Its fun to see what is possible and reviewing them is what the magazines do.
I have no problem with components costing 5, 10 even 15K. But I do when they're 60,100, 150, 200K. This tiny group of people (maybe a few dozen) get their own review sections in nationally / internationally published magazines. This just looks stupid and wasteful - like DSD recording rates.
Jr,
I don't know why you would call 100's of components over 50k each stupid and wasteful surely they are selling by the thousands LMAO. What the world needs now is Dr. Evil making......pause......wait.........keep waiting......
The 1 billion dollar phono cartridge!!!!!! Exclusively reiewed by TAS!
A color foldout and interview of the designer and pictures of his entire production of 1.
Audio has always been rational and sane what's you problem? "hehe"
I seriously doubt anything sells by the thousands when it costs 200K, even 100K. Rip-off profits are the only play at hand - there's no other way around it. And it's a double shame when these designs are *not* worth it. Ayre has a new preamp which includes (major) new technology and cutting-edge sound for 18K. No problem. But a 130K for a phono stage ? Even if made with pure platinum (which it's not), it begs to ask : how much did it cost to *make* the damn thing ? I understand some profit is deserved by the co. for research - but this is WAY over the top.
But reviewers like JV play right into their hands and spin it. Who benefits from such product blogs and reviews ? Not 99.9999% of TAS readers.......
I like reading reviews of super expensive gear that I cannot afford. I dont see what the problem is. TAS (and Stereophile) does a good job at sorting out the wheat from the chaff and should keep it up!
I guess this is okay, but I see TAS and Stereophile as launch pads for more "real" products.
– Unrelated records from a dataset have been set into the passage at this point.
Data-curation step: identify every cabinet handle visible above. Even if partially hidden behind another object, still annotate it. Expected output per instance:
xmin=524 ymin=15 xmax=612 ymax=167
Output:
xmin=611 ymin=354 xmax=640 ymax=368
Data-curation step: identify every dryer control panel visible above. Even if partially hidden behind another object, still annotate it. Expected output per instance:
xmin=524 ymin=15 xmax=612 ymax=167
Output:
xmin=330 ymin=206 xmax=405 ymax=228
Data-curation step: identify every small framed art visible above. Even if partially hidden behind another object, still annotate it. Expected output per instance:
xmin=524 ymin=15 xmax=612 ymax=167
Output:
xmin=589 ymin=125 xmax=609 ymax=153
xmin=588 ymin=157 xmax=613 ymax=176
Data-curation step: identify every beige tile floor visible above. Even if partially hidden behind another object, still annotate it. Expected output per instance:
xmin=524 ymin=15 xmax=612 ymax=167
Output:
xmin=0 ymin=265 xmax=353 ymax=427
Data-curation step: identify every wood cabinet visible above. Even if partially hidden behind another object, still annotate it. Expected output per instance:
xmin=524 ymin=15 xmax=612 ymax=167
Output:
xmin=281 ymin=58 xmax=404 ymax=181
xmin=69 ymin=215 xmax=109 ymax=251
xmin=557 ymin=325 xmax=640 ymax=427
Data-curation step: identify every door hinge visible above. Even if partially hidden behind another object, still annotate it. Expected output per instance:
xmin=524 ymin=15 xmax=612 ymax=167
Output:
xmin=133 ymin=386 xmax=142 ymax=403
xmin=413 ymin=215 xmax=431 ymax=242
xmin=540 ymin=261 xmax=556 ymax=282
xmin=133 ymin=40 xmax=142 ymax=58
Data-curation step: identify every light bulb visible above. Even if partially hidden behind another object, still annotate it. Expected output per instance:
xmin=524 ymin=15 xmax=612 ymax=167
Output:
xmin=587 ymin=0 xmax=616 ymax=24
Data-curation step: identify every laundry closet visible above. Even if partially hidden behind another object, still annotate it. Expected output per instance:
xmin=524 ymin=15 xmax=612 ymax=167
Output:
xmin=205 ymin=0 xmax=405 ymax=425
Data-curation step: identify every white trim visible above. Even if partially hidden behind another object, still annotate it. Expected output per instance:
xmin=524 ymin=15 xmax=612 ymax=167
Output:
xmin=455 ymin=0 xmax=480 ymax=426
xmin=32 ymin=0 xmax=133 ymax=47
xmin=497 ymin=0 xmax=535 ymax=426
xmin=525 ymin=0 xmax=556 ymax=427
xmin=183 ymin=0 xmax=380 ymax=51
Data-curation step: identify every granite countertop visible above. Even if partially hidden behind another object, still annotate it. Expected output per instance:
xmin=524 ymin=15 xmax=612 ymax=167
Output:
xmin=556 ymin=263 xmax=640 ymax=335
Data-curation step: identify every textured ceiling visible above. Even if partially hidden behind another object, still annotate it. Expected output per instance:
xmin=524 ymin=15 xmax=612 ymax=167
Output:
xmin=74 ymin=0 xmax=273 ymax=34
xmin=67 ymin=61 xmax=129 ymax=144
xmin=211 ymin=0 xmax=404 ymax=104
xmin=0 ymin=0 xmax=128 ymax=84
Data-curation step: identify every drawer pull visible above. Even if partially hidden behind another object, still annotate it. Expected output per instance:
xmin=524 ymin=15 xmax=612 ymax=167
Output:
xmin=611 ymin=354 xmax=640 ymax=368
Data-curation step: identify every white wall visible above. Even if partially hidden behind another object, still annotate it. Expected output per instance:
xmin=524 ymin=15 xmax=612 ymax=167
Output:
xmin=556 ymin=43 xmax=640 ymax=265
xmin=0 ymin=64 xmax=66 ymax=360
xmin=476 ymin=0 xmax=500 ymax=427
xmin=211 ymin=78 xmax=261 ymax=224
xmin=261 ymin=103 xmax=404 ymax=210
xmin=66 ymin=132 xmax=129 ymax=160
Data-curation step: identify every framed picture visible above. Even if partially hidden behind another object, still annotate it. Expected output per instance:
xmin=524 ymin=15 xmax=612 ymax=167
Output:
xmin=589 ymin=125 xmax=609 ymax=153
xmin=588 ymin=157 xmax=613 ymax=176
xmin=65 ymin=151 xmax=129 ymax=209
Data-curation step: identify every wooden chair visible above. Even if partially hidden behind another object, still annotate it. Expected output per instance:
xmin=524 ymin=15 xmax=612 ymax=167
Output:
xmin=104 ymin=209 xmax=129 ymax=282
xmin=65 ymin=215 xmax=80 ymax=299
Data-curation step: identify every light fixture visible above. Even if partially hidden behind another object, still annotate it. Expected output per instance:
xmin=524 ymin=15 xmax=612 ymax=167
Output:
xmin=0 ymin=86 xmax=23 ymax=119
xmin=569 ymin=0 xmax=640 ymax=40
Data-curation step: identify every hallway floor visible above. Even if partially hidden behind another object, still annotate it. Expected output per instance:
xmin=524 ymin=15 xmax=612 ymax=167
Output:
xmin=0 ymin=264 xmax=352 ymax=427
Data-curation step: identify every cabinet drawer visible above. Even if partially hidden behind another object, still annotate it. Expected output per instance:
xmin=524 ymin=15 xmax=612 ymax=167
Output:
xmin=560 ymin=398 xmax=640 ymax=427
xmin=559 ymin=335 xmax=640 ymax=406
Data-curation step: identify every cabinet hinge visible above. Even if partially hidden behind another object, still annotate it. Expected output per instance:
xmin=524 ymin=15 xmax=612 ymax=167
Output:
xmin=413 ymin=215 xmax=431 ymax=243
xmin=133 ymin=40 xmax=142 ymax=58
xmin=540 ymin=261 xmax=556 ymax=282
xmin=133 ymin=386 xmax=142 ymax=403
Systems that can make a difference in *all* our lives - not just an extreme few. High-end is dead enough....and reviewing products costing 100-200K will not bring more life (people) into it.......
JR-1,
I know what you mean and agree with what you say. I read all of these mags and they do have alot of cheaper products. They both have a 'start me up' sort of section. Once, after reading Robert Harley's review of the Musical Fidelity A308 pre and power amps, I purchased them and ended up with a whole A308 rig. It did me for about 5 years and was just great. I now am the proud owner of all Herron electronics and Focus Audio FS 888 speakers. I've never seen these items reviewed in TAS and only the power amps in Stereophile years ago. What gives? Maybe they're not expensive enough?
As for the highend being dead: its a shame but true! While people are happy to sit in McDonalds with an i-pod in their ears and their fathers are happy with their crappy surround sound systems it will remain the same. Remember too, these trogs will never read TAS or Stereophile and will be happy to live out their lives without ever hearing a good sound system. They'll never know what they are missing!
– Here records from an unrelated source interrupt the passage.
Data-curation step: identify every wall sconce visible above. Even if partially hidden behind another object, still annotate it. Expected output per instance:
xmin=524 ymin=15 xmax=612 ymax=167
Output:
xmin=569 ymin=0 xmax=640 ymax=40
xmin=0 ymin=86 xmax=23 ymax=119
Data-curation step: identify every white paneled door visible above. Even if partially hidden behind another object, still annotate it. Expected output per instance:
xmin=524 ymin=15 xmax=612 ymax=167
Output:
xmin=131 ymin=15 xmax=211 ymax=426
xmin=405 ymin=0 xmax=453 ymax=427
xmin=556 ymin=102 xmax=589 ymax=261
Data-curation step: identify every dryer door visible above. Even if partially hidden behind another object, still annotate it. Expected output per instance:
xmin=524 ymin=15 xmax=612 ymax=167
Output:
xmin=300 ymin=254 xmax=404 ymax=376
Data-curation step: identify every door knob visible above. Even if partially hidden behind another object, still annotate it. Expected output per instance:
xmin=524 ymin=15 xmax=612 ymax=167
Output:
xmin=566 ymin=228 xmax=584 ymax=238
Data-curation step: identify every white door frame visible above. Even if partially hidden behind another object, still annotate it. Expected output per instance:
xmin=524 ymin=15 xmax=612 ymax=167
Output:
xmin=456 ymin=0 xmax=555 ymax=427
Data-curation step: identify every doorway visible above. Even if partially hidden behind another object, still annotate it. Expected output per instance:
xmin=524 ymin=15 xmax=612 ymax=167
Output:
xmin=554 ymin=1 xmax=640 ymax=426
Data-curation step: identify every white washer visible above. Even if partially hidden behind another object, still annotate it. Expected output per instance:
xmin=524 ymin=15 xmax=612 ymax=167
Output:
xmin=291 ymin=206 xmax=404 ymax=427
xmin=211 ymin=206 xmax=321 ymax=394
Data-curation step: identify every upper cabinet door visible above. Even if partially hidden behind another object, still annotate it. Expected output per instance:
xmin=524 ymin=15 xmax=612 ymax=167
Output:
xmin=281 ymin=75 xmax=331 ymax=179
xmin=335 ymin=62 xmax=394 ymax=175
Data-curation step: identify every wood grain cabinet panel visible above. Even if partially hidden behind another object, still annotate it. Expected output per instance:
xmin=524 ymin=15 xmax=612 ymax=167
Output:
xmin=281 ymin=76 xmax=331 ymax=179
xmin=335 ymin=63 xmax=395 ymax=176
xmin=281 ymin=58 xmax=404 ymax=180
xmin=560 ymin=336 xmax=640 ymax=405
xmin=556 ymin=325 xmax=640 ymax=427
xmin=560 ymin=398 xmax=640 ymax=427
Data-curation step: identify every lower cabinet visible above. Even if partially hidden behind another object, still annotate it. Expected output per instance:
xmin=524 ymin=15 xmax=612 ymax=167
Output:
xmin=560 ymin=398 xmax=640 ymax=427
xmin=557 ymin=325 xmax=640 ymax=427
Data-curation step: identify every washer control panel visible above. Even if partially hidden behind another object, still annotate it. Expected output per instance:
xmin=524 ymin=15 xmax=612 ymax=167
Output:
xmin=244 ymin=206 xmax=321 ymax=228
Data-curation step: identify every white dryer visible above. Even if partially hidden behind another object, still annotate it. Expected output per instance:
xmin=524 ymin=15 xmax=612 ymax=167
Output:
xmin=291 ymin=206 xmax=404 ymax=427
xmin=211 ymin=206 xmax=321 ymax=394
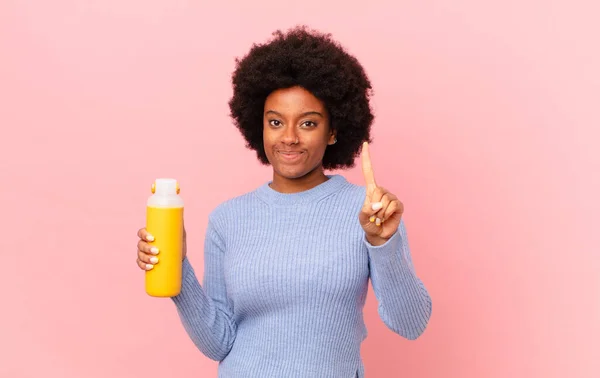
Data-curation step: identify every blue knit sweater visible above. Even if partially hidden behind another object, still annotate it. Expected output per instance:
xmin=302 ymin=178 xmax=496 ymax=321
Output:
xmin=173 ymin=175 xmax=431 ymax=378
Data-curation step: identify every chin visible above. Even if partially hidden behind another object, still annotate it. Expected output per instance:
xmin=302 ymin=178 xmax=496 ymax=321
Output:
xmin=277 ymin=169 xmax=310 ymax=180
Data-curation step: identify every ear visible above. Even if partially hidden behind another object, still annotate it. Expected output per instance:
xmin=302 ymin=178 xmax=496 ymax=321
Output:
xmin=327 ymin=130 xmax=337 ymax=145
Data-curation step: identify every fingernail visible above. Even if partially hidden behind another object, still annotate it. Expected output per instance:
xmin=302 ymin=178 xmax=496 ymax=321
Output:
xmin=371 ymin=202 xmax=383 ymax=211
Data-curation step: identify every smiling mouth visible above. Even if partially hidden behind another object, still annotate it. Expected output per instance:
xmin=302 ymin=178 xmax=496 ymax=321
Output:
xmin=277 ymin=151 xmax=304 ymax=161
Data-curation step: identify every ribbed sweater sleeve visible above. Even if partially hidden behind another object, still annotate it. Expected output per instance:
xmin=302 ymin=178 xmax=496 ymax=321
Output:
xmin=364 ymin=220 xmax=431 ymax=340
xmin=173 ymin=219 xmax=237 ymax=361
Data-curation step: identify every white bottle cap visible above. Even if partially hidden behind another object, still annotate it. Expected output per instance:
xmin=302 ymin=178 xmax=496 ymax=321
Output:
xmin=154 ymin=178 xmax=179 ymax=195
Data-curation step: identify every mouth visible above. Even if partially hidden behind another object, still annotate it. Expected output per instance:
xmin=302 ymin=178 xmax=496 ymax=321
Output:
xmin=277 ymin=150 xmax=304 ymax=163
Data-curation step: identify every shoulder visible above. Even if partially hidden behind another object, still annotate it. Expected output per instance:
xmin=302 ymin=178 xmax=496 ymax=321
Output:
xmin=209 ymin=190 xmax=257 ymax=221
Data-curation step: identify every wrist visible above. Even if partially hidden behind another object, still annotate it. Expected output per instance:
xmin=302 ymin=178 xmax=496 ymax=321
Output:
xmin=366 ymin=235 xmax=389 ymax=247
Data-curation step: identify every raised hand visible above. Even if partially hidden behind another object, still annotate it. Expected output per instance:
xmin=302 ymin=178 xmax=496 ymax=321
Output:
xmin=358 ymin=142 xmax=404 ymax=245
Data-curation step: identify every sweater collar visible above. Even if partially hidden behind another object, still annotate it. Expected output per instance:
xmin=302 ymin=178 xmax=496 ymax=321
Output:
xmin=256 ymin=175 xmax=347 ymax=206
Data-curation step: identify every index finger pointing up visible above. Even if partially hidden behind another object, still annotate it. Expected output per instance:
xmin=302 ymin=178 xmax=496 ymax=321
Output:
xmin=360 ymin=142 xmax=377 ymax=189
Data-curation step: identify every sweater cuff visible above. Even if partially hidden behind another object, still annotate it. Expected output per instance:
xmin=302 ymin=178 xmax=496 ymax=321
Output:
xmin=363 ymin=228 xmax=413 ymax=273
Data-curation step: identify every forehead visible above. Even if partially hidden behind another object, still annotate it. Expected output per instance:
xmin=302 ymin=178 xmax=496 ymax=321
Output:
xmin=265 ymin=87 xmax=325 ymax=114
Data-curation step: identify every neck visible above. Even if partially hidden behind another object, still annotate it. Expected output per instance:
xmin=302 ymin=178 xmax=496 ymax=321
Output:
xmin=270 ymin=166 xmax=329 ymax=193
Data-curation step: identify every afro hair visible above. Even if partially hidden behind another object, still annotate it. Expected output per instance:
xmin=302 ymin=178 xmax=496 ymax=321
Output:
xmin=229 ymin=26 xmax=374 ymax=169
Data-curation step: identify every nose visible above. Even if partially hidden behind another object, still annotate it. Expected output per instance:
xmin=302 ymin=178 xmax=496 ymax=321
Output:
xmin=281 ymin=127 xmax=298 ymax=144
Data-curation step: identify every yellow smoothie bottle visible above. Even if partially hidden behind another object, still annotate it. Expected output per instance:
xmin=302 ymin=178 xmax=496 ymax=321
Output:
xmin=146 ymin=178 xmax=183 ymax=297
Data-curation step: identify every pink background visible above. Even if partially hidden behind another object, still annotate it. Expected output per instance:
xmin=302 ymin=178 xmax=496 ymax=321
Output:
xmin=0 ymin=0 xmax=600 ymax=378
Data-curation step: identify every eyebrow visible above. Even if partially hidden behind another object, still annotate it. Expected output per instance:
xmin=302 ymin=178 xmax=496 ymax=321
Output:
xmin=265 ymin=110 xmax=325 ymax=118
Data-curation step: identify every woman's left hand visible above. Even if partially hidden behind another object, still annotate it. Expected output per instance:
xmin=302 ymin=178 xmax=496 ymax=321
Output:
xmin=358 ymin=142 xmax=404 ymax=245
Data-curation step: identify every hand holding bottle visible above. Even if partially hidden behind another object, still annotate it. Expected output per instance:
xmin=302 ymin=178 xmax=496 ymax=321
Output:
xmin=136 ymin=226 xmax=187 ymax=270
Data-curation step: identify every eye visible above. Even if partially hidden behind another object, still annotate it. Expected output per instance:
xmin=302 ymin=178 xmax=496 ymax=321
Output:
xmin=302 ymin=121 xmax=317 ymax=127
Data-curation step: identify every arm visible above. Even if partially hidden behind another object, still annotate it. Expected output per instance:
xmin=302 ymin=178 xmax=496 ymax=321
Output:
xmin=364 ymin=221 xmax=431 ymax=340
xmin=173 ymin=216 xmax=236 ymax=361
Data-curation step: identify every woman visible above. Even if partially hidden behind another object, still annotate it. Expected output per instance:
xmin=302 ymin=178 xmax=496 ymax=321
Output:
xmin=137 ymin=28 xmax=431 ymax=378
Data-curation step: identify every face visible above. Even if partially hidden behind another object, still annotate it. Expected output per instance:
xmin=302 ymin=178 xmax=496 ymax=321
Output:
xmin=263 ymin=87 xmax=335 ymax=185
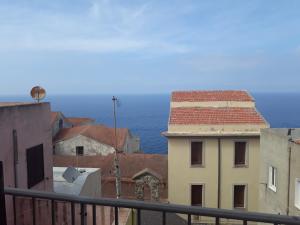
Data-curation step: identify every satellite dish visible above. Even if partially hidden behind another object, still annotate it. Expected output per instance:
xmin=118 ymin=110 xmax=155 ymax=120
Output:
xmin=30 ymin=86 xmax=46 ymax=102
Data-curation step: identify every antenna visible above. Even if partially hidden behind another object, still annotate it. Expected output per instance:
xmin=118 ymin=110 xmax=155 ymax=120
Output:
xmin=30 ymin=86 xmax=46 ymax=102
xmin=112 ymin=96 xmax=121 ymax=198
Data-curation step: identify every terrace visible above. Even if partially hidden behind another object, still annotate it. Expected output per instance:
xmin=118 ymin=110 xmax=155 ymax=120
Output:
xmin=0 ymin=162 xmax=300 ymax=225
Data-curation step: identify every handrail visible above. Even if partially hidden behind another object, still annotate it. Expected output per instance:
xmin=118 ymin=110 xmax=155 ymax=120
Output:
xmin=4 ymin=188 xmax=300 ymax=225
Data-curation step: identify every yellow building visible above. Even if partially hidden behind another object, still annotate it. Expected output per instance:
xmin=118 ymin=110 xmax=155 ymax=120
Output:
xmin=163 ymin=91 xmax=269 ymax=222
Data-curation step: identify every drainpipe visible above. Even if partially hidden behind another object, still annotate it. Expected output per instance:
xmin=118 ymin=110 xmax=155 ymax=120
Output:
xmin=13 ymin=130 xmax=19 ymax=188
xmin=218 ymin=138 xmax=221 ymax=209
Nice system...this is how high-end began and thrived (for a while) - with products we can afford. But cutting-edge items like the Ayre preamp I mentioned above aren't evil, either. As long as it's within reason !!
I had a look at the Technical Brain monoblocks just for a look-see. They go for JPY 3,650,000 or about USD 33,000.
How they would compare to ultra highend (high priced) power amps I would not know.However, if I won powerball and wanted to put together a dream system it would be just wonderful if JV or RH could rate them so at least I had a clue. Pipe dreams, I know. I wonder if they give a discount for invalid pensioners like me!!
As Blondie once said, 'dreams are free'. I hope TAS and Stereophile keep the dream alive.